Pathogen inactivation - defining 'adequate' bacterial protection

Background and Objectives Clinical acceptance of pathogen inactivation technologies depends on the demonstration of product safety, a minimal effect on product efficacy and the range and degree of pathogen inactivation. The major rationale for pathogen inactivation of platelets is the prevention of transfusion-associated bacterial sepsis, a persistent problem despite multiple innovations to minimize and detect contamination. Materials and Methods Recent reports and an empirical model are used to describe our current understanding of the efficacy of pathogen inactivation in improving platelet transfusion safety.
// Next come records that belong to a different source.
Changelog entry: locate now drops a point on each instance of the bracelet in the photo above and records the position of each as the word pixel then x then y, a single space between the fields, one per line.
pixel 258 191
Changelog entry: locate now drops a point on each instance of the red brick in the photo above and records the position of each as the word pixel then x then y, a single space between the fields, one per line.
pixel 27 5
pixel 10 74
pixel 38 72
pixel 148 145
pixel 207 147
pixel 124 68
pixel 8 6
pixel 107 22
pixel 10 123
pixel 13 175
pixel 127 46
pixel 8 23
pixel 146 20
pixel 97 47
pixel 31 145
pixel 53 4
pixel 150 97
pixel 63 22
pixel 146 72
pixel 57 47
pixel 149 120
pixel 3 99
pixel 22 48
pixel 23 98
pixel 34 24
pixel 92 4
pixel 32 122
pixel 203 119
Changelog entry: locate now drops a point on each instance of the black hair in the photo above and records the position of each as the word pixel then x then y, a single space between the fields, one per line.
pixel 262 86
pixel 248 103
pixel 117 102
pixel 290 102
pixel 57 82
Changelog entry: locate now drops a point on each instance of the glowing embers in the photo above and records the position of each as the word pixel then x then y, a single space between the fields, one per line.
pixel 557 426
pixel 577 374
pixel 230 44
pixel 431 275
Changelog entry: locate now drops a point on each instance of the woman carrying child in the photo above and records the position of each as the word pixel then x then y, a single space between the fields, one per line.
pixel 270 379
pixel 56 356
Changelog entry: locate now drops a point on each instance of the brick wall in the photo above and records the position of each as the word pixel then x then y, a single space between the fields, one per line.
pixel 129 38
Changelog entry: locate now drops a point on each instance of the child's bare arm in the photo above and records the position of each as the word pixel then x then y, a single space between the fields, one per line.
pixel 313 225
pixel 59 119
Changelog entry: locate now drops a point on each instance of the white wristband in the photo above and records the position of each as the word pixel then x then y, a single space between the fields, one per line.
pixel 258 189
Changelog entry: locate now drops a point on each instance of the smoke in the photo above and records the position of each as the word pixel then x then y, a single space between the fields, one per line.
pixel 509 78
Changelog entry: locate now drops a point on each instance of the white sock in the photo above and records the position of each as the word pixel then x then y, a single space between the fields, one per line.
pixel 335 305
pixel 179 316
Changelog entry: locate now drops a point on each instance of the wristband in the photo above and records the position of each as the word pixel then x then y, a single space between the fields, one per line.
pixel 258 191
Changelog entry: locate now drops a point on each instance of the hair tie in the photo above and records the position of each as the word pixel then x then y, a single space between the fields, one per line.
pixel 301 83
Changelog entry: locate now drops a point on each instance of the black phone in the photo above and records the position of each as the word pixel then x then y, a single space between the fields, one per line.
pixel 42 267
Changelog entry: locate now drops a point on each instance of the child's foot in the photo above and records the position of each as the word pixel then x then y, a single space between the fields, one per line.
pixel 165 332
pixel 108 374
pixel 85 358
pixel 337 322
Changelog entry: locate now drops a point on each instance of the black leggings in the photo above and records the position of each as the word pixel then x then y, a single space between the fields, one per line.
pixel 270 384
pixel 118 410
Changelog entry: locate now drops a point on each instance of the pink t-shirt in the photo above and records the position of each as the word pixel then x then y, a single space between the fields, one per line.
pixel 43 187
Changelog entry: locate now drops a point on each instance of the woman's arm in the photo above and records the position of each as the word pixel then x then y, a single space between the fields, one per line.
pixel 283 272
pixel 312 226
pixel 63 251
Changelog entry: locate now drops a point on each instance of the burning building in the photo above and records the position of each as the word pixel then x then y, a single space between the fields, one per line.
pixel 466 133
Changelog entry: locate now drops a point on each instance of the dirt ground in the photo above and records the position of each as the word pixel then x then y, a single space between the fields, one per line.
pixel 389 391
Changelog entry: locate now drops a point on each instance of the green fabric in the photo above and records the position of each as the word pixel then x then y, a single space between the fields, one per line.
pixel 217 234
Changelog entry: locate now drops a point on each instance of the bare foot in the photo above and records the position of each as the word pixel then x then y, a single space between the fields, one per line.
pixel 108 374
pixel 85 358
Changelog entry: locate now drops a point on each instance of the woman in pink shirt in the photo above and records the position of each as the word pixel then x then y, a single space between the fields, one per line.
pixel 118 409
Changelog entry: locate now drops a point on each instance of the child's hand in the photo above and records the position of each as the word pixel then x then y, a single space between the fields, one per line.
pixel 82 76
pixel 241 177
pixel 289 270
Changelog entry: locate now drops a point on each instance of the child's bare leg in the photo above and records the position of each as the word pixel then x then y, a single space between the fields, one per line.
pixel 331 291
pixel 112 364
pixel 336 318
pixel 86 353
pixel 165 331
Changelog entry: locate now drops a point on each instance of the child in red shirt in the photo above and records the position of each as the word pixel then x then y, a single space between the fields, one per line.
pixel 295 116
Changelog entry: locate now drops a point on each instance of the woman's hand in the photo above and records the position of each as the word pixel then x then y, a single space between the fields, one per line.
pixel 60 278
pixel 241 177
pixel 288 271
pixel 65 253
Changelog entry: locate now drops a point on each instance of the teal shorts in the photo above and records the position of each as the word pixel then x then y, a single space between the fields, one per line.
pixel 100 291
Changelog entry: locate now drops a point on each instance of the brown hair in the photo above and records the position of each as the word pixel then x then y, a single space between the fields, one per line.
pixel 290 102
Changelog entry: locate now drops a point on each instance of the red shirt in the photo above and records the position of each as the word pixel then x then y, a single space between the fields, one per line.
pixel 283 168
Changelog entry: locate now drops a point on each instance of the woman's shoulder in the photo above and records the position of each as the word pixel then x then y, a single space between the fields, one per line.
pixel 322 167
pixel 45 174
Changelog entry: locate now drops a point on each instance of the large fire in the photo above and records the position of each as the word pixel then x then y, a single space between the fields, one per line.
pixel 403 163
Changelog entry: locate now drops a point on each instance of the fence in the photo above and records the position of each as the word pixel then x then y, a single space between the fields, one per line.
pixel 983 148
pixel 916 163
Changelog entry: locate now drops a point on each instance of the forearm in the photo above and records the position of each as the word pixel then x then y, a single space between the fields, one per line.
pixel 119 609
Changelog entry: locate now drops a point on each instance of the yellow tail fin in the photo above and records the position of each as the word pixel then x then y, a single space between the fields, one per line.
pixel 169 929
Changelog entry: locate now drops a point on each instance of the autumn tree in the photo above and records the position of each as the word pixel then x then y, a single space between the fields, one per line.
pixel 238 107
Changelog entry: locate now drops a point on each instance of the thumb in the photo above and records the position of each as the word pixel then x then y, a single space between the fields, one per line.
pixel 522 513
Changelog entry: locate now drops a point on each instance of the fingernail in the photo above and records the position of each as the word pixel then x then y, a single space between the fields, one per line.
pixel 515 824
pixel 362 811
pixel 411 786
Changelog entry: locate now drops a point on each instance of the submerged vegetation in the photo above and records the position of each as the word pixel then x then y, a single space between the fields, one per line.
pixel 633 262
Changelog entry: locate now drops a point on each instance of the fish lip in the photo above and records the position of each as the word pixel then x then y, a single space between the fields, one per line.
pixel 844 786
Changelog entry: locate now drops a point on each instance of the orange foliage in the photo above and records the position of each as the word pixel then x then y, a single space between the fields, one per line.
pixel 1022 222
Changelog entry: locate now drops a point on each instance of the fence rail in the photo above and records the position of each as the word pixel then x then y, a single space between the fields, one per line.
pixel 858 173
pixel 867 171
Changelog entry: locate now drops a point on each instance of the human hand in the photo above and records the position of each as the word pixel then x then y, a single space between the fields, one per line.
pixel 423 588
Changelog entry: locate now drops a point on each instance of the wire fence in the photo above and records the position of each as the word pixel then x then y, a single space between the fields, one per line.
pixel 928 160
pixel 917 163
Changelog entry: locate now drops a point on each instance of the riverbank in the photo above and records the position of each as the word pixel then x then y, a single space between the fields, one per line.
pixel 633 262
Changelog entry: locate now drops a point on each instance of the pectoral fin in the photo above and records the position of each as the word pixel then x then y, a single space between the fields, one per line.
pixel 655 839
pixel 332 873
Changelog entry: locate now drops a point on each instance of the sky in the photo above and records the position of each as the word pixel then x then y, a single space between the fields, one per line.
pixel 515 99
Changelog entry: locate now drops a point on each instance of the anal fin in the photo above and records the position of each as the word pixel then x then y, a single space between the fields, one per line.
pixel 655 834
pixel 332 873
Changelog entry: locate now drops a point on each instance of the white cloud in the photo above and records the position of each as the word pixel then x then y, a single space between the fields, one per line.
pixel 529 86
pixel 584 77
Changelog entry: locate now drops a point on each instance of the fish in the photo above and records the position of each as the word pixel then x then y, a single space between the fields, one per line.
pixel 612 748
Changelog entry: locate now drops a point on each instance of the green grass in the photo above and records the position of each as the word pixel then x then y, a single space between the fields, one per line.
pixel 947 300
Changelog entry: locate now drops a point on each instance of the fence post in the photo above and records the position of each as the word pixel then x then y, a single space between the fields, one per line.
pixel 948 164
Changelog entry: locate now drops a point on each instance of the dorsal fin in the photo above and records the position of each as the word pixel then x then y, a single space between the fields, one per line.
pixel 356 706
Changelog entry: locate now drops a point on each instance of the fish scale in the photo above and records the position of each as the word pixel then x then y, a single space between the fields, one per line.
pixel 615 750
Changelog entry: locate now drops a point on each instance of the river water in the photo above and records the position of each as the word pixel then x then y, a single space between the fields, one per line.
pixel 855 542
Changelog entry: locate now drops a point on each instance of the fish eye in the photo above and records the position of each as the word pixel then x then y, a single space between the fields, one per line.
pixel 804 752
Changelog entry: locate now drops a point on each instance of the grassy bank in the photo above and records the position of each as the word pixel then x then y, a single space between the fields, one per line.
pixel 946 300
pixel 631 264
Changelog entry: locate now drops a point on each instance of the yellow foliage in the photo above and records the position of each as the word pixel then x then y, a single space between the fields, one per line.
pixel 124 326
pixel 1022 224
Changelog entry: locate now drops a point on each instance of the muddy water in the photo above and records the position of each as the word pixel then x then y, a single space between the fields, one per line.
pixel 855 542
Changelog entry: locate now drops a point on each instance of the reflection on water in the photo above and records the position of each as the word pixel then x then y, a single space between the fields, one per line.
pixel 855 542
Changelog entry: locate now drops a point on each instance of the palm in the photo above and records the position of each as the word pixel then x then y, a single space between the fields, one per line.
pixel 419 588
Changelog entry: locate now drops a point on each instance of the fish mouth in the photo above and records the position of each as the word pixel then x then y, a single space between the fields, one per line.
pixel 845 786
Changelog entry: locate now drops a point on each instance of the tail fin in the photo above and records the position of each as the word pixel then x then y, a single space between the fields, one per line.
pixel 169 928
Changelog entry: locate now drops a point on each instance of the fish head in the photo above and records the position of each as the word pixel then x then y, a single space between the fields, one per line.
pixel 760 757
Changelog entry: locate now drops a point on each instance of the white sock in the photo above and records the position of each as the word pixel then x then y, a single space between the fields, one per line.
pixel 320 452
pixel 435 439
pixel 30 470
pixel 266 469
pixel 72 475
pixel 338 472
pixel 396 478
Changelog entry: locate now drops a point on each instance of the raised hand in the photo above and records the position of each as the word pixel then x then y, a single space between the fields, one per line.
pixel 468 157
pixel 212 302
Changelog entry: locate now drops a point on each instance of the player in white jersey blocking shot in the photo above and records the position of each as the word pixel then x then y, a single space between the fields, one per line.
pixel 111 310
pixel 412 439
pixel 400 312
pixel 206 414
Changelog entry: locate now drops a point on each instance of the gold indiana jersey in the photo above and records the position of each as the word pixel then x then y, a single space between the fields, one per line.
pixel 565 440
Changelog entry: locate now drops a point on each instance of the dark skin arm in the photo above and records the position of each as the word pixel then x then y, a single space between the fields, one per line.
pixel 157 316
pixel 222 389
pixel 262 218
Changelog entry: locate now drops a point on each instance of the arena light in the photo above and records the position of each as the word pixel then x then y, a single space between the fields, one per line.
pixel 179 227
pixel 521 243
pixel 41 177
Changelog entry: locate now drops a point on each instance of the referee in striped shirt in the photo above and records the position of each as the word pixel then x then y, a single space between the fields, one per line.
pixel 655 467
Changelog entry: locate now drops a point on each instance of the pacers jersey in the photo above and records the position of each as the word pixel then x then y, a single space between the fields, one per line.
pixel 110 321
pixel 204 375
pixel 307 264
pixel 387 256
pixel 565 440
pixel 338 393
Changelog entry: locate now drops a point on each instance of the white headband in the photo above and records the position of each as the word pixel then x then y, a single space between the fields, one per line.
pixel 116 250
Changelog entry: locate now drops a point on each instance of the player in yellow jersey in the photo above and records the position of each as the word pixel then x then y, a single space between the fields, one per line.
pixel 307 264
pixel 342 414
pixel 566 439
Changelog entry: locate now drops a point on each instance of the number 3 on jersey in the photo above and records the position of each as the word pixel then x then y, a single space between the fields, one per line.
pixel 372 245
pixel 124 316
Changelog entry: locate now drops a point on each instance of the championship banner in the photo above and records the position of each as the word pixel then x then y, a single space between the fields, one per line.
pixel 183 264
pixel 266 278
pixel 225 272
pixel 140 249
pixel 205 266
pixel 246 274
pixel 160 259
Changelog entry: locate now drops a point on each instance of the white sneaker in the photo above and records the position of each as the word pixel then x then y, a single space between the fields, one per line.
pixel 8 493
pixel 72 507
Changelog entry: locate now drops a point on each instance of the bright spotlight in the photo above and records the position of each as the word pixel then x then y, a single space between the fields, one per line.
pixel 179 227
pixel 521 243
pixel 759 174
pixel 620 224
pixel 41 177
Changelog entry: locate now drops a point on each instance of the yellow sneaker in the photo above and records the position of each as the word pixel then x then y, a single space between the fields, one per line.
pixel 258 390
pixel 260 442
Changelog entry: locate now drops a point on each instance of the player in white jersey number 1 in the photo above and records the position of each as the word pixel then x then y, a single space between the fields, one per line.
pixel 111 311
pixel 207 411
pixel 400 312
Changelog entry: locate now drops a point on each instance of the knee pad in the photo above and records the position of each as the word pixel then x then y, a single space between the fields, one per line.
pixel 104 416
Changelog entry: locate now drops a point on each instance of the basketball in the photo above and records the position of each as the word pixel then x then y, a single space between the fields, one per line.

Results Optimized in vitro testing evaluated the efficacy of riboflavin/UV light (Mirasol (TM)), amotosalen/UVA (Intercept (TM)) and UVC irradiation (THERAFLEX (TM) UV platelets) systems to effect a 10(2) - > 10(6) fold reduction of a variety of bacterial species. All systems are less effective at inactivating bacterial spores. Reviewing reports on the level of pathogen inactivation at very low and high bacterial concentrations identifies areas for further scrutiny. Conclusions Clinical trials of pathogen inactivated platelets have focused on safety and clinical efficacy in terms of count increments and the prevention and treatment of bleeding. Little attention has been paid to efficacy in reducing the risk of bacterial transmission. Pathogen inactivation is expected to significantly reduce transfusion of contaminated platelet units, especially ones that are the result of low initial bacterial titres that are a systemic issue with the current testing methodology. Nevertheless, available data suggest that breakthrough cases of sepsis are likely and that their rates will vary substantially by technology.